Despite rumours that the death penalty for gay people has been removed from the bill, Mugisha insists that it is logistically impossible: “The committee said they have completed their report, and the committee cannot change the legislation. What they can do is, they can only make recommendations in their report. So right now we are talking about legislation that has the death penalty”.
Advocates for LBGT community are in danger
If the bill passes, Mugisha says he is as good as dead: “The fact that I’ve already said in Uganda that I’m gay, and that I’m an advocate for LGBT (Lesbian, Gay, Bisexual, Transgender and Intersexual) activist rights, that means I’m promoting homosexuality in Uganda, according to this bill. This legislation, if passed into law, it would automatically make me a serial offender and I would be sentenced to death”.
According to Chris Johnson at the Washington Blade, however, a dispute over another, unrelated bill has stopped Parliamentary progress, meaning that the session may end for the season before the “kill the gays” bill can be passed. That would buy some time to fight it, but without a huge cultural shift, particularly one encouraged by Western donors, the bill will probably return down the road.
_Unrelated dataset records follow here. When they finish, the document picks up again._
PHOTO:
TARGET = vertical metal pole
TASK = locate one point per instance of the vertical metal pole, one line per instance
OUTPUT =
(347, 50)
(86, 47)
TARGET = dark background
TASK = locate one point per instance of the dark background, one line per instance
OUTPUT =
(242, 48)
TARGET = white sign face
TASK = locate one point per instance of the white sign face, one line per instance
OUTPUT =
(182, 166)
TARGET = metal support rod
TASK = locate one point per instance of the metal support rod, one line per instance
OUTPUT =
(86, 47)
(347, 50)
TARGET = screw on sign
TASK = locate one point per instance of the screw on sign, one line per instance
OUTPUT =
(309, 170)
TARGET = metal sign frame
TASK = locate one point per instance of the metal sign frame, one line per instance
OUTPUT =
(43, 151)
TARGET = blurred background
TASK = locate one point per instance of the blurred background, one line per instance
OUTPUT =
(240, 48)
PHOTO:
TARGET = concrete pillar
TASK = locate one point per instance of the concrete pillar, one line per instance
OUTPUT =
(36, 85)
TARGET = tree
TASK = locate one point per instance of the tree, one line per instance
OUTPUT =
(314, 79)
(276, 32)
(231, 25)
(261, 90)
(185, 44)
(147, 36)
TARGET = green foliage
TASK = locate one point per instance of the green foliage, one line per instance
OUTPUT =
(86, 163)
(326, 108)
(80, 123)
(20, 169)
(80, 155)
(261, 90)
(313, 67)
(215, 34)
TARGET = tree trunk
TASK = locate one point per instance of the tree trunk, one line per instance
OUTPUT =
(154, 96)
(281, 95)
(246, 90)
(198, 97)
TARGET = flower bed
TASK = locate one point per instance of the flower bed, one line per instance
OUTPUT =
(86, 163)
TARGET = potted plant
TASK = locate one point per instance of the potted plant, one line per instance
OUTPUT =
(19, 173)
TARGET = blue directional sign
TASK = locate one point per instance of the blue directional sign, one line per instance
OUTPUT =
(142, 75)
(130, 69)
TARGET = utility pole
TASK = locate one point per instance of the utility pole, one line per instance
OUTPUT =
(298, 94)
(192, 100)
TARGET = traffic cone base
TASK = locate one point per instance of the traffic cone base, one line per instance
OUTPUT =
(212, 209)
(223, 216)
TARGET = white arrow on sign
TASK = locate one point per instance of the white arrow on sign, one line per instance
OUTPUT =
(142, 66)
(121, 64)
Gay rights are human rights
Sexual Minorities Uganda (SMUG) represented by Frank Mugisha received the 2011 Rafto Prize for their work to make fundamental human rights apply to everyone. The same year, 2011, SMUG and Frank Mugisha received Robert F. Kennedy award for human rights.
Mugisha says the awards have had the desired effect. Being a LGBTI activist in Uganda is not an easy task, and it comes with a grave risk. After a year that brought the LGBTI movement in Uganda international attention and publicity, Frank Mugisha proclaims: “I see a huge change here, mostly with the young people, there have been huge improvements”. Mugisha explains that his personal profile has been heightened, giving him more protection which enables him to deal with the aggressive law enforcers in Uganda: “When I go to police stations they will know who I am and won’t harass me, because I have a high profile”.
Annika Rodriguez, coordinator of the Norwegian LGBT organisation Landsforeningen for Lesbiske og Homofile’s (LLH) work, has travelled to Uganda several times, and knows both Mugisha and the situation well. She agrees with Mugisha’s assessments and adds that the awards have given the LGBTI activists more faith in themselves and their cause: “The overall human rights situation in Uganda is serious, but in regard to the LGBTI community there have been some improvements made over the last year”.
Both Mugisha and Rodriguez agree that it is important to highlight that the LGBTI movement’s fight is not for a special set of rights, but for human rights. Mugisha says: “Most of all, the awards have been instrumental in showing that gay rights are human rights. They are rights like any other rights. The awards have given my movement more legitimacy”.
The role of the international community
The international community has a role to play in helping LGBTI people in Uganda, but what their role should entail is a subject for discussion. While some believe a solution is to withhold funds, others believe this will only make the situation worse for LGBTI people.
Mugisha is among the latter: “I never believe in stopping aid to Uganda, because Uganda benefits a lot from international support. I also want international partners to get engaged in all issues concerning human rights in Uganda, not only the discrimination of LGBTI people”.
Rodriguez supports him in this: “establishing a conditionality clause in regards to LGBTI people on aid is not the solution”. Rodriguez adds that it is important to recognize that this fight is a Ugandan fight: “We are supporters in this cause, not initiators. Change will not occur unless it comes organically from inside Uganda. Our role is to listen and support, not initiate”.
Rodriguez emphasises the importance of awards such as the Rafto Prize: “This is why these types of awards are so important. If you have prejudices against a group, hearing about a human rights organisation’s point of view might help you change your mind”.
Mugisha adds that in addition to bringing attention to the movement, the awards have personally given him inspiration: “The awards have further given me more inspiration to do my work and also inspired many more LGBTI people in Uganda, Africa and elsewhere in the world”.
Both Rodriguez and Mugisha explain the importance of dialogue and communicating about important issues, Mugisha says: “I can mention that the international pressure has created dialogue”.
The fight for human rights is far from over in Uganda. Mugisha encourages the international community to take more action: “Get more engaged in supporting grass root civil society here in Uganda”. “The international community should ask progressive religious leaders to partner with us, so that we can begin the conversation”, he adds.